Post féminisme musulman ?
Questionner le concept de féminisme aujourd’hui ? Post féminisme ?
Nous sommes aujourd’hui dans une phase « post » comme dirait Léonardo Boff… C’est l’ère de la post -modernité, du post - libéralisme, post -religieux, post-démocratie et même du post- humain !! … Ceci est assez symptomatique du fait que l’on n’a pas retrouver d’autres mots ou concepts pour notre nouveau contexte et on se sait pas encore comment définir notre moment –temps aujourd’hui…
Avec l’exacerbation mondiale des populismes de tout genre, nationaliste et religieux, le féminisme est durement remis en cause aujourd’hui et a une connotation généralement péjorative dans la majorité des sociétés du Sud comme du Nord (aux Etats Unis et aussi en Europe notamment avec les partis de droite).
Dans les pays arabo-musulmans cette connotation négative est encore plus marquée due essentiellement au fait que le féminisme est abstraitement conçu comme étant d’abord une notion totalement occidentalisée sans aucun enracinement dans la culture d’origine, mais aussi et surtout comme un mouvement qui s’est structurellement fondé contre les hommes, contre la cellule familiale et surtout contre les religions.
Or, et sans entrer dans les détails, il est vrai que les mouvements féministes ont concentré leurs luttes légitimes contre le système patriarcal en général mais pour certaines ce patriarcat était essentiellement représenté par les hommes et par la domesticité aliénante d’une vie confinée à la sphère familiale.
Il est vrai aussi que le contentieux historique des femmes avec les religions toutes tendances confondues, n’est plus à démontrer et qu’une grande partie des luttes féministes a fait de la lutte contre le patriarcat religieux l’une de ses plus grands étendards. Et l’une des plus grandes victoires de l’émancipation des femmes a été de se libérer du système oppressif de l’autorité religieuse.
Cependant, toute cette histoire du féminisme ne peut être réduite à ces grands paradigmes classiques, malgré leur importance, et devrait aujourd’hui être comprise, relue et appréhendée à partir des différents contextes et différents systèmes oppressifs qui n’ont pas été pris en compte par la théorie féministe classique.

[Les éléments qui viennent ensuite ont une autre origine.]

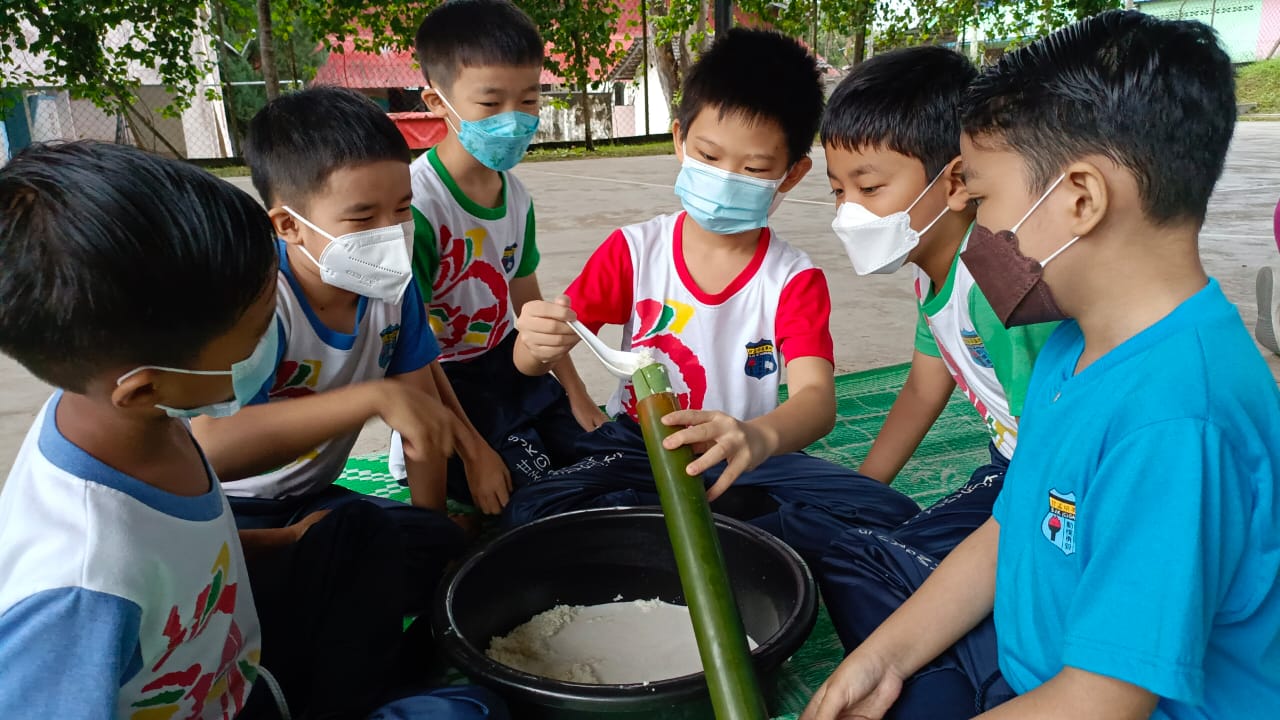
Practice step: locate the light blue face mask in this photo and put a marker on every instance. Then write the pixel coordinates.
(725, 203)
(248, 376)
(498, 141)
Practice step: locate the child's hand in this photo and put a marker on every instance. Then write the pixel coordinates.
(720, 437)
(863, 687)
(489, 481)
(543, 329)
(425, 424)
(302, 525)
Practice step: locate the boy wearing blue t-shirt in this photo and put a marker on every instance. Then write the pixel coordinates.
(353, 340)
(1130, 564)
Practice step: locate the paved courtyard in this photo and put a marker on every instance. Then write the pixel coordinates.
(580, 201)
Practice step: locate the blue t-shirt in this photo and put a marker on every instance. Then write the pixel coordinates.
(1139, 525)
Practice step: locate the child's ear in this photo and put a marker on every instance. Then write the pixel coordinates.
(432, 99)
(1089, 195)
(795, 174)
(287, 227)
(136, 391)
(952, 180)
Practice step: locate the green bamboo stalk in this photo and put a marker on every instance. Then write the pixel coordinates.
(699, 559)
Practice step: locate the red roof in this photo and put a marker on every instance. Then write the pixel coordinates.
(389, 68)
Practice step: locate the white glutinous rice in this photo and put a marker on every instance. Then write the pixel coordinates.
(615, 643)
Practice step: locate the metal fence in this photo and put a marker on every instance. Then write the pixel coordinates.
(626, 99)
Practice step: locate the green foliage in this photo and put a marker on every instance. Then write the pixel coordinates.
(297, 54)
(90, 46)
(1260, 82)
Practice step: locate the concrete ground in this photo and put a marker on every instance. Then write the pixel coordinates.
(580, 201)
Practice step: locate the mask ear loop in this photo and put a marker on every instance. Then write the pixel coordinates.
(312, 226)
(920, 196)
(452, 109)
(1051, 188)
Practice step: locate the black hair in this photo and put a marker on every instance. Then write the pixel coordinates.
(300, 139)
(906, 101)
(759, 76)
(470, 33)
(1155, 96)
(113, 256)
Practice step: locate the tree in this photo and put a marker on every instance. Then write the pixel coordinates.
(95, 50)
(584, 46)
(266, 49)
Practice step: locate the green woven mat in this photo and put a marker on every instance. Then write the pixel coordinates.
(950, 452)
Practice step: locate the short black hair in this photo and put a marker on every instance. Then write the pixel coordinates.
(760, 76)
(114, 256)
(906, 101)
(1155, 96)
(470, 33)
(298, 140)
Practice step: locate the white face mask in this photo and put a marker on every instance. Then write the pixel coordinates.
(880, 245)
(374, 263)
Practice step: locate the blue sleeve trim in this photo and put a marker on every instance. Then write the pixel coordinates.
(71, 458)
(65, 654)
(416, 346)
(264, 392)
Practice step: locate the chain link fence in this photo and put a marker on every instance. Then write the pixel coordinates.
(626, 100)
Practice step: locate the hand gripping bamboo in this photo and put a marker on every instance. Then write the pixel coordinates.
(703, 573)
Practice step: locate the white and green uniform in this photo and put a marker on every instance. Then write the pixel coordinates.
(465, 258)
(991, 364)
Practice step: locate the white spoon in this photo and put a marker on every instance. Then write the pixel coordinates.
(618, 361)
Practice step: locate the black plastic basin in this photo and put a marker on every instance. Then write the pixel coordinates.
(592, 557)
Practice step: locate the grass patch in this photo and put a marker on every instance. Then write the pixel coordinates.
(1260, 82)
(602, 150)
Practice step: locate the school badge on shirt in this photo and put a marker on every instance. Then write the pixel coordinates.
(1059, 525)
(760, 359)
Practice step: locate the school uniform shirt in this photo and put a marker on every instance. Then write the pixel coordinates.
(118, 600)
(990, 363)
(723, 351)
(389, 338)
(465, 258)
(1139, 523)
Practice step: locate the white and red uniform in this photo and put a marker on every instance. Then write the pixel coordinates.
(725, 351)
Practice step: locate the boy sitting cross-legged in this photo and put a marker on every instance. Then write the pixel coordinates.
(475, 253)
(353, 340)
(1132, 557)
(723, 302)
(892, 140)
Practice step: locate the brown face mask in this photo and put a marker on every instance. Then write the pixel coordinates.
(1013, 283)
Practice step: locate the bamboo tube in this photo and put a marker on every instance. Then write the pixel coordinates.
(703, 573)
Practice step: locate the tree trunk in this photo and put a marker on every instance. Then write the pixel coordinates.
(585, 101)
(859, 46)
(266, 50)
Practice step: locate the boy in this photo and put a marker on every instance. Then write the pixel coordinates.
(353, 343)
(124, 587)
(1132, 557)
(126, 592)
(475, 253)
(892, 140)
(721, 300)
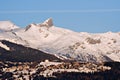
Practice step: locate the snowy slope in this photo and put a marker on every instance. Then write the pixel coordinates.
(65, 43)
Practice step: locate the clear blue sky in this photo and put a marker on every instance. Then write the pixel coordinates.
(78, 15)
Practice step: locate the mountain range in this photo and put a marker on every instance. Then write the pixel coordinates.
(62, 43)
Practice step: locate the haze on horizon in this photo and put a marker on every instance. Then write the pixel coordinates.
(81, 16)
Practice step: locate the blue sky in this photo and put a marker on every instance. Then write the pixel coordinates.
(93, 16)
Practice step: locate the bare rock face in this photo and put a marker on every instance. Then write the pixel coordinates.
(47, 23)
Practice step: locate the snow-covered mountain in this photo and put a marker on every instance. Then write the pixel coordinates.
(64, 43)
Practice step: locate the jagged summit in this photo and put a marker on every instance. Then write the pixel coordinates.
(7, 26)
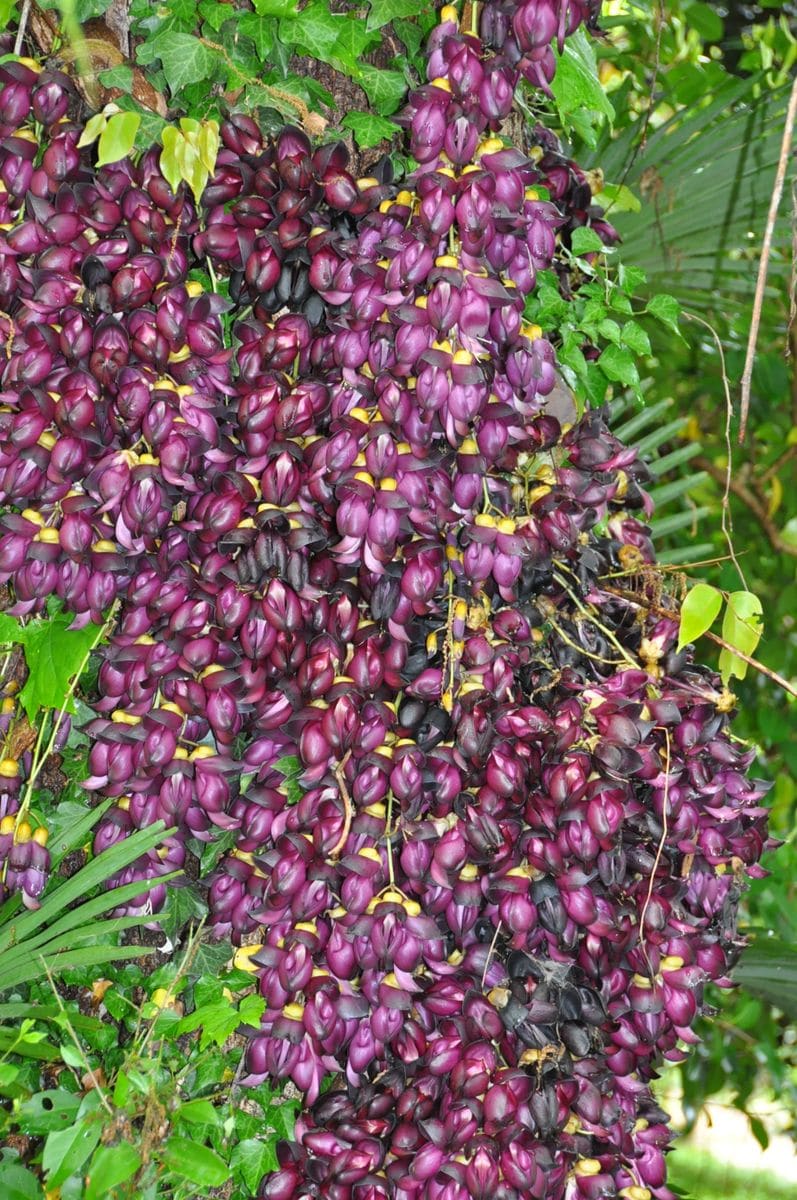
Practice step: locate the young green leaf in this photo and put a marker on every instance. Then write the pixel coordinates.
(741, 629)
(195, 1162)
(369, 129)
(54, 653)
(699, 612)
(93, 129)
(66, 1151)
(586, 241)
(118, 138)
(184, 58)
(109, 1167)
(666, 310)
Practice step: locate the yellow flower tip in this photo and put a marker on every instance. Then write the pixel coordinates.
(47, 535)
(243, 958)
(162, 997)
(201, 753)
(119, 717)
(671, 963)
(23, 832)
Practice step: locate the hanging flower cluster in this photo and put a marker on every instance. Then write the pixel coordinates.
(343, 531)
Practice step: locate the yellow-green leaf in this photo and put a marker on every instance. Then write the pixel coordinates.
(741, 629)
(699, 612)
(118, 138)
(94, 127)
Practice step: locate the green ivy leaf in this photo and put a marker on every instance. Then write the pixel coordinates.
(618, 365)
(215, 13)
(369, 129)
(118, 138)
(118, 77)
(384, 89)
(275, 7)
(193, 1162)
(699, 612)
(666, 310)
(575, 85)
(93, 129)
(54, 653)
(109, 1167)
(586, 241)
(384, 11)
(184, 58)
(259, 31)
(18, 1183)
(251, 1159)
(315, 31)
(741, 629)
(618, 197)
(198, 1113)
(7, 10)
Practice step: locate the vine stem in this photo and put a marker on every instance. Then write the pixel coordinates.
(763, 263)
(726, 646)
(348, 808)
(23, 24)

Si la théorie et les études académiques ont donné un cadre normatif au féminisme sociopolitique occidental et à son identification en tant que tel, il existe d’autres définitions universalistes qui considère que le féminisme est le produit d’une lutte continue de toutes les femmes contre l’oppression patriarcale.
Autrement dit, qu’il s’agit là d’une continuité de cette lutte au cours de l’histoire de l’humanité en dehors d’un contexte historique ou géographique donnés. Certes, les premières luttes « catégorisées » en tant que « féministes » l’ont été en Occident – Europe et Etats Unis d’Amérique - mais cela n’exclut pas le fait que des femmes latino-américaines, asiatiques, africaines, arabes, amazighes ou autres, ont lutté et ne cessent de lutter pour leurs droits et ce sans que leurs contributions n’aient été répertoriées en tant que tel.

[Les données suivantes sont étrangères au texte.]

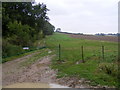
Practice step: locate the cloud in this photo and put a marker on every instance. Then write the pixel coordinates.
(87, 16)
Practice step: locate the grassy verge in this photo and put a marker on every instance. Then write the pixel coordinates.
(18, 56)
(95, 69)
(38, 56)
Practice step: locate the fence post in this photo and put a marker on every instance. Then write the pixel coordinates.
(82, 54)
(103, 52)
(59, 52)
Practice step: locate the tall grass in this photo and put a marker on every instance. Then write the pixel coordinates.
(91, 69)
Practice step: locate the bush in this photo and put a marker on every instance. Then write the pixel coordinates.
(109, 68)
(10, 49)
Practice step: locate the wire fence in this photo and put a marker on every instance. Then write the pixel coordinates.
(102, 53)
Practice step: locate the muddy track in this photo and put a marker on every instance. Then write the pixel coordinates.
(37, 72)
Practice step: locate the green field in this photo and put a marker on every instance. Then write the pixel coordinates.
(96, 69)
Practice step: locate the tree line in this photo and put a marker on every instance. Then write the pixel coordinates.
(22, 24)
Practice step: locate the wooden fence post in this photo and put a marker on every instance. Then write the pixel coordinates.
(59, 52)
(82, 54)
(103, 52)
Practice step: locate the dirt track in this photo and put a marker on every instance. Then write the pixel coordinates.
(37, 72)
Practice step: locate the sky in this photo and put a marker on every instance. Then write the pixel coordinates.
(83, 16)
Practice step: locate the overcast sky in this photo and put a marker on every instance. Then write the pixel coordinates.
(83, 16)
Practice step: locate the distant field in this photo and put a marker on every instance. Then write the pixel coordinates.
(93, 37)
(95, 69)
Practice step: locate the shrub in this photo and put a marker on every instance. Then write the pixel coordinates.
(109, 68)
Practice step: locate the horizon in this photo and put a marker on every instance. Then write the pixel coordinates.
(95, 16)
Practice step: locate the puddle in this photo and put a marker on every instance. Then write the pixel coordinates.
(35, 85)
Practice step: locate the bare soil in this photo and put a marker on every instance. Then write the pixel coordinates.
(38, 72)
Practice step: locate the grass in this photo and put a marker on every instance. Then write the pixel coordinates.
(38, 56)
(18, 56)
(95, 68)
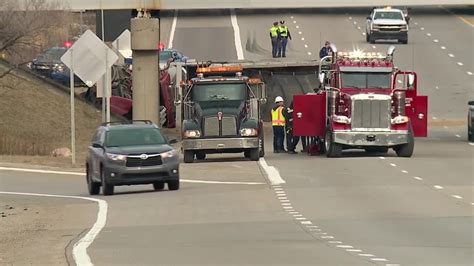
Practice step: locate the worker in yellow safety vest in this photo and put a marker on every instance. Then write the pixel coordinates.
(274, 37)
(284, 35)
(278, 125)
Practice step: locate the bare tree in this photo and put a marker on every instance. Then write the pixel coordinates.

Cela veut dire que là où il y a prise de conscience par les femmes d’une oppression et de la nécessité de lutter contre cette même oppression, alors nous sommes dans l’une des expressions du féminisme.
Le féminisme aujourd’hui ne peut être que pluriel et multiversel[1], et c’est ce qui explique la prolifération à partir des années 1970 des qualificatifs rajoutés au concept de féminisme : Tiers-mondiste ou féminisme post-colonial, Black Féminisme, autochtone, chicano, LGBT, éco-féminisme, féminisme de la théologie de libération et féminisme décolonial : ce sont donc DES FEMINISMES .

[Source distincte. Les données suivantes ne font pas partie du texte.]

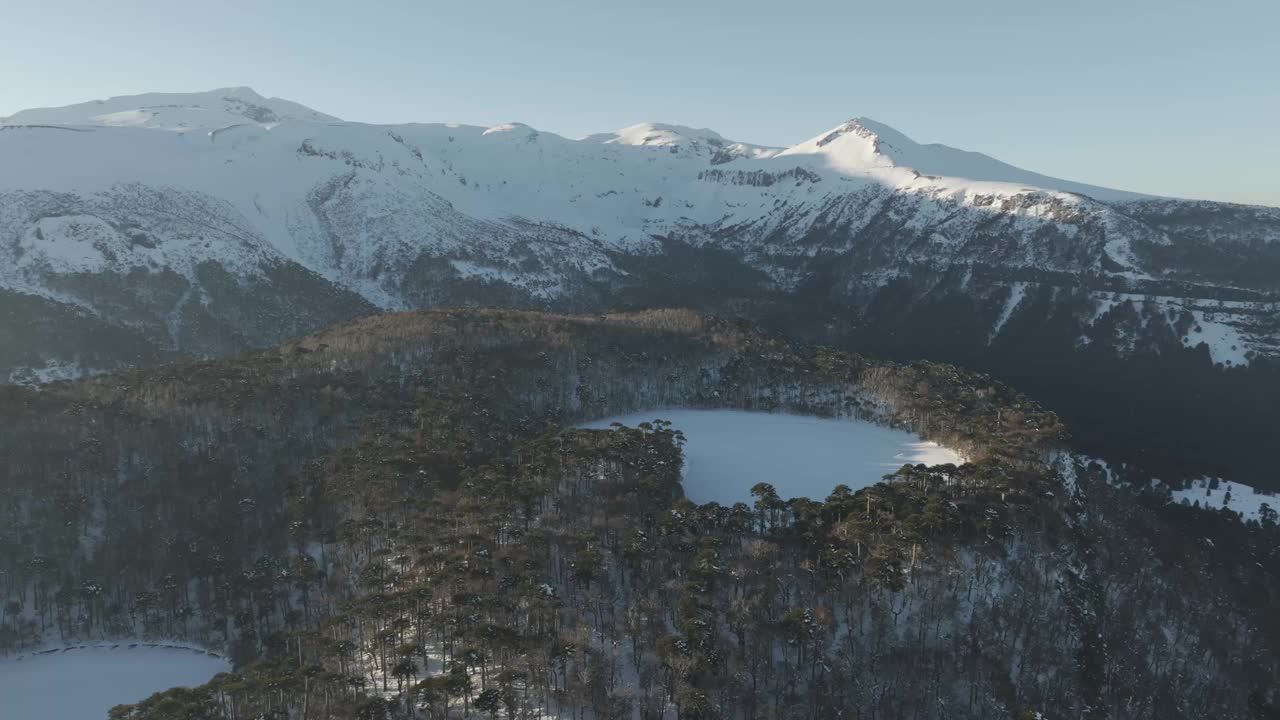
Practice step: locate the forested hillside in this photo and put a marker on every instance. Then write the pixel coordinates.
(393, 519)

Féminisme arabe ? islamique ? musulman ?
L’histoire, théorisée du moins, des mouvements de lutte féminine ou féministe dans le monde arabo-musulman, remonte aux périodes pré-indépendances, à la fin du 19ème siècle/ début 20ème siècle avec les réformistes de la Renaissance Arabe ou Nahda en Egypte mais aussi dans le reste du monde arabe. (importance du travail de Mohammed Abdouh, le premier à avoir ouvert ce débat/ il a proposé des alternatives concrètes il a été combattu pour cela/ ce réformisme a été avorté par l’islam politique qui a pris le dessus).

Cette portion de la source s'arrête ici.